While still unsure of the root cause of the fire, marshals reported the it began after a cigarette butt was tossed into a trash bin on the 8th floor of the Asch Building, located at the northern corner of Washington Square East at 23-29 Washington Pl.
Nearly 500 workers, mostly women, were getting ready to leave as the work day was over when the fire started at 4:30 p.m. The blaze spread too quickly for workers to put out the blaze as the factory floor was filled with cotton scraps, tissue paper patterns and wooden worktables.
FDNY was notified of the fire by 4:45 p.m., however the building’s insufficient escape routes left many of the workers trapped.
Dozens gathered at the Triangle Fire Memorial Association’s not-for-profit charity event last Tuesday at Christ the King High School, located at 68-02 Metropolitan Ave.
The school’s chorus performed a number of hymns, including “Kyrie: A Call to Prayer” and “Prayer of St. Francis” as Gene Burch ushered in the colors and led the pledge of allegiance.
State Senator Serphin R. Maltese and members of the community spoke of the importance of the tragedy in their lives and the impact it has had on public policy.

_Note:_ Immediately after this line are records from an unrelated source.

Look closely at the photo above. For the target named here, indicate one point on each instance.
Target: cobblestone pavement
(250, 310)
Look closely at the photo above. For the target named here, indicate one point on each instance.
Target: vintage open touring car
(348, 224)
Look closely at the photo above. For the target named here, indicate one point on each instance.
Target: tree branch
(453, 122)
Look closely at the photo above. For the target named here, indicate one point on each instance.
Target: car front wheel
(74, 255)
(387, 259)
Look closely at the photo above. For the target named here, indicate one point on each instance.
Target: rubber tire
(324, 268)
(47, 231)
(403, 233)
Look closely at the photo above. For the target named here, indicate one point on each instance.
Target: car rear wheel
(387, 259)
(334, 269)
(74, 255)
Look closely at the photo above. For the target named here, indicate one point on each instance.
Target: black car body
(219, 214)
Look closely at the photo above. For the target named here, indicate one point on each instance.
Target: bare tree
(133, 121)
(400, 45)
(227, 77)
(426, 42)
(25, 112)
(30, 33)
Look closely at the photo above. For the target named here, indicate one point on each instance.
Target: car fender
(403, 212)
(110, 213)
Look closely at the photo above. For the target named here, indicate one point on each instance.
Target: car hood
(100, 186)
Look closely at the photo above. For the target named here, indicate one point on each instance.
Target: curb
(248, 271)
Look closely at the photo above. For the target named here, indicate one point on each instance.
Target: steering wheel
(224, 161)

Maltese led the ceremonies and helped present awards to community members who have given back in remembrance of the disaster.
Recipients included; artist and founder of the Triangle Fire Coalition and Chalk, Ruth Sergal, was recognized for her community engagement; Huntington English teacher Kimberly Schiller received an award for her dedication to teaching her students about the Triangle fire; Evergreen Cemetery president Paul K. Grassi was thanked for his service as vice-chairman of the Cypress Hill-Fulton Street Senior Center; and business owner Thomas Clarke also received an award for his work in the community.

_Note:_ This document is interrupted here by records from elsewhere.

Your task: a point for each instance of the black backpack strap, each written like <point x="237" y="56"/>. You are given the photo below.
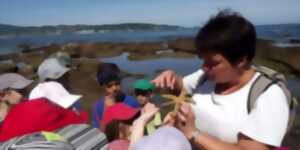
<point x="201" y="80"/>
<point x="261" y="84"/>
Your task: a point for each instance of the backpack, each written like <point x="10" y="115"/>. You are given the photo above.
<point x="72" y="137"/>
<point x="266" y="78"/>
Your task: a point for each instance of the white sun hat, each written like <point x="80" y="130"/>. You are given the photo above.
<point x="51" y="68"/>
<point x="14" y="81"/>
<point x="54" y="92"/>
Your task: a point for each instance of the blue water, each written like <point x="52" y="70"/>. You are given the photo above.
<point x="279" y="33"/>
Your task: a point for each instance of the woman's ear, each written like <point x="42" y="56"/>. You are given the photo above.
<point x="242" y="63"/>
<point x="3" y="95"/>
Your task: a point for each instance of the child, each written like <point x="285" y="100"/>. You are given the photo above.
<point x="118" y="120"/>
<point x="144" y="92"/>
<point x="12" y="91"/>
<point x="108" y="76"/>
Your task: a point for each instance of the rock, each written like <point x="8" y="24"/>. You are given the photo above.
<point x="186" y="45"/>
<point x="8" y="67"/>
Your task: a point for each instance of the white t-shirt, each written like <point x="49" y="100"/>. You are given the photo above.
<point x="224" y="116"/>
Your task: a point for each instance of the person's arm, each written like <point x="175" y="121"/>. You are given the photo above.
<point x="186" y="123"/>
<point x="169" y="79"/>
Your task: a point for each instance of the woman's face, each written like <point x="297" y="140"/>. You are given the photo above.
<point x="218" y="69"/>
<point x="11" y="97"/>
<point x="113" y="88"/>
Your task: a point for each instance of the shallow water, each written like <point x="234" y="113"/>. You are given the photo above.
<point x="150" y="68"/>
<point x="182" y="66"/>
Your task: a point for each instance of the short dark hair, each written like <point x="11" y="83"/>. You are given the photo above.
<point x="228" y="33"/>
<point x="108" y="72"/>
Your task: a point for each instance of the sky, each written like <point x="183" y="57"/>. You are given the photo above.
<point x="188" y="13"/>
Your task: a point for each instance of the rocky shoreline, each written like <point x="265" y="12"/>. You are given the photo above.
<point x="87" y="56"/>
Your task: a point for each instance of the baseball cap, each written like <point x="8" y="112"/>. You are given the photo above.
<point x="119" y="111"/>
<point x="14" y="81"/>
<point x="55" y="92"/>
<point x="165" y="138"/>
<point x="144" y="84"/>
<point x="51" y="68"/>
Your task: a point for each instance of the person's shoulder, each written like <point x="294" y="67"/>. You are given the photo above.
<point x="273" y="95"/>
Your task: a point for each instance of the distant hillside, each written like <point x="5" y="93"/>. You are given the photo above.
<point x="31" y="30"/>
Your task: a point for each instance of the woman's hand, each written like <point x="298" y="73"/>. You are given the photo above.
<point x="168" y="79"/>
<point x="148" y="112"/>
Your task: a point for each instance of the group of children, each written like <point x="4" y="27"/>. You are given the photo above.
<point x="124" y="119"/>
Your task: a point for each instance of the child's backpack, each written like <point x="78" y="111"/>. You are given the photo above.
<point x="72" y="137"/>
<point x="267" y="78"/>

Gabrielle Sfera, a Ridgewood native, led the memorial and service, as well as received an award for her work with a number of community organizations, including her service as a committee woman of the Queens Republican Club and seat at the Triangle Fire Memorial Association.
“It has been my mission to keep the memory alive of 146 workers killed in the fire,” she said. “Many of our current fire and safety laws were made in response to this tragic event.”

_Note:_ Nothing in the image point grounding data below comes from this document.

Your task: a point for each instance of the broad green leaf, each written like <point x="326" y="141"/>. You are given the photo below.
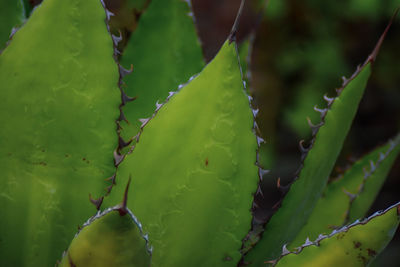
<point x="352" y="193"/>
<point x="27" y="7"/>
<point x="109" y="239"/>
<point x="58" y="105"/>
<point x="12" y="14"/>
<point x="165" y="53"/>
<point x="304" y="193"/>
<point x="354" y="245"/>
<point x="193" y="170"/>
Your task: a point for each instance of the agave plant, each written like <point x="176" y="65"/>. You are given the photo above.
<point x="168" y="157"/>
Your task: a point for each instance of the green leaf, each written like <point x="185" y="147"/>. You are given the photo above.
<point x="353" y="245"/>
<point x="244" y="55"/>
<point x="328" y="138"/>
<point x="58" y="105"/>
<point x="165" y="53"/>
<point x="351" y="194"/>
<point x="370" y="189"/>
<point x="12" y="14"/>
<point x="194" y="170"/>
<point x="111" y="238"/>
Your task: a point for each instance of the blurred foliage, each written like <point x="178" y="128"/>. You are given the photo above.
<point x="300" y="49"/>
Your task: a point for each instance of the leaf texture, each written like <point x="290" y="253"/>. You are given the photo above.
<point x="109" y="239"/>
<point x="193" y="169"/>
<point x="12" y="14"/>
<point x="353" y="245"/>
<point x="59" y="101"/>
<point x="319" y="160"/>
<point x="351" y="194"/>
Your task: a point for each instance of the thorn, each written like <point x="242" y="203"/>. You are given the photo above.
<point x="96" y="202"/>
<point x="259" y="191"/>
<point x="329" y="100"/>
<point x="302" y="148"/>
<point x="158" y="105"/>
<point x="144" y="122"/>
<point x="117" y="158"/>
<point x="255" y="126"/>
<point x="108" y="189"/>
<point x="122" y="143"/>
<point x="109" y="14"/>
<point x="232" y="35"/>
<point x="285" y="251"/>
<point x="123" y="72"/>
<point x="375" y="52"/>
<point x="308" y="242"/>
<point x="283" y="189"/>
<point x="314" y="128"/>
<point x="122" y="117"/>
<point x="366" y="173"/>
<point x="125" y="98"/>
<point x="322" y="111"/>
<point x="112" y="178"/>
<point x="373" y="166"/>
<point x="170" y="94"/>
<point x="116" y="39"/>
<point x="254" y="206"/>
<point x="255" y="112"/>
<point x="350" y="195"/>
<point x="260" y="141"/>
<point x="123" y="209"/>
<point x="262" y="172"/>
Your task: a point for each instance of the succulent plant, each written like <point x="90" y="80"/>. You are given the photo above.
<point x="180" y="149"/>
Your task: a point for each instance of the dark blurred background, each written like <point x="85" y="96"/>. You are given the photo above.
<point x="301" y="51"/>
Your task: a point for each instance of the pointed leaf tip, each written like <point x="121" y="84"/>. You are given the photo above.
<point x="123" y="209"/>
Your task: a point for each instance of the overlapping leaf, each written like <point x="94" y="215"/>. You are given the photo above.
<point x="359" y="185"/>
<point x="112" y="238"/>
<point x="328" y="138"/>
<point x="11" y="15"/>
<point x="165" y="53"/>
<point x="58" y="104"/>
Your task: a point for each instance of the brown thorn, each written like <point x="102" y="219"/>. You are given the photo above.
<point x="232" y="35"/>
<point x="112" y="178"/>
<point x="123" y="209"/>
<point x="122" y="117"/>
<point x="117" y="158"/>
<point x="125" y="98"/>
<point x="122" y="143"/>
<point x="96" y="202"/>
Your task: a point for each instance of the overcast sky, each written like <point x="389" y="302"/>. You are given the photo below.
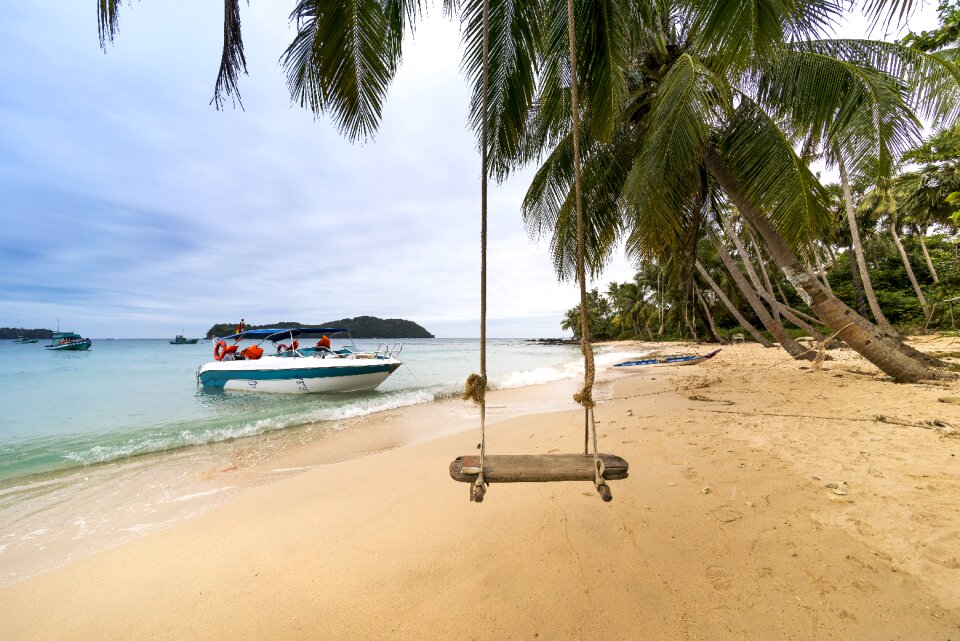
<point x="129" y="207"/>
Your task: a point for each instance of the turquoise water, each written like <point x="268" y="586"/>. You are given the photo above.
<point x="125" y="398"/>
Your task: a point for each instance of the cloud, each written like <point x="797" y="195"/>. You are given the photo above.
<point x="132" y="208"/>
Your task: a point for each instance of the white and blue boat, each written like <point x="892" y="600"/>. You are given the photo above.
<point x="292" y="368"/>
<point x="691" y="359"/>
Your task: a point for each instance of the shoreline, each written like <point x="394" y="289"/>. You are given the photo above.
<point x="726" y="528"/>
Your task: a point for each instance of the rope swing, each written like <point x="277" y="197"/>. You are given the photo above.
<point x="483" y="470"/>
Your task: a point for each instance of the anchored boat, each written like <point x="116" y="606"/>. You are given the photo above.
<point x="295" y="369"/>
<point x="68" y="341"/>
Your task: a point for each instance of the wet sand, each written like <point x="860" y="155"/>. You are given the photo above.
<point x="765" y="501"/>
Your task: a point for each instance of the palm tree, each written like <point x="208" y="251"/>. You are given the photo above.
<point x="713" y="112"/>
<point x="681" y="106"/>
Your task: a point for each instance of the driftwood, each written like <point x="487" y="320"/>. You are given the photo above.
<point x="536" y="468"/>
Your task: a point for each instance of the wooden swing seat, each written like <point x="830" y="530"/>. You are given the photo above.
<point x="536" y="468"/>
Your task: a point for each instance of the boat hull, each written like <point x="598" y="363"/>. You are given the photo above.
<point x="71" y="347"/>
<point x="306" y="375"/>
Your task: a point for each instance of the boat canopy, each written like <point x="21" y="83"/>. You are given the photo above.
<point x="280" y="334"/>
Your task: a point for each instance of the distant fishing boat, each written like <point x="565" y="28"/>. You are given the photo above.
<point x="293" y="369"/>
<point x="69" y="341"/>
<point x="691" y="359"/>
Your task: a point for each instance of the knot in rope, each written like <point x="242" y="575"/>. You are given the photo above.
<point x="475" y="388"/>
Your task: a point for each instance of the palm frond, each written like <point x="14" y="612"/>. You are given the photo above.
<point x="232" y="60"/>
<point x="763" y="161"/>
<point x="863" y="109"/>
<point x="549" y="207"/>
<point x="341" y="62"/>
<point x="738" y="33"/>
<point x="931" y="82"/>
<point x="515" y="33"/>
<point x="667" y="166"/>
<point x="107" y="20"/>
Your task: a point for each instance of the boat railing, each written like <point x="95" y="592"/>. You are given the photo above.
<point x="384" y="350"/>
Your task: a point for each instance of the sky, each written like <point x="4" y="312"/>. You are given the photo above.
<point x="130" y="207"/>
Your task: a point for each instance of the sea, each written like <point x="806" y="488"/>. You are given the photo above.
<point x="99" y="446"/>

Sfera said she has always remembered those lost in the tragedy as her grandparents also worked long hours in knitting factories when they first came to the country.
“I asked myself if those knitting factories were safe because even then some factories do not follow up-to-code labor and safety laws,” she said. “The Triangle Shirtwaist fire drew uncomfortable parallels with conditions facing workers today and remains one of the most vivid symbols of a constant reminder that our government must ensure a safe work environment.”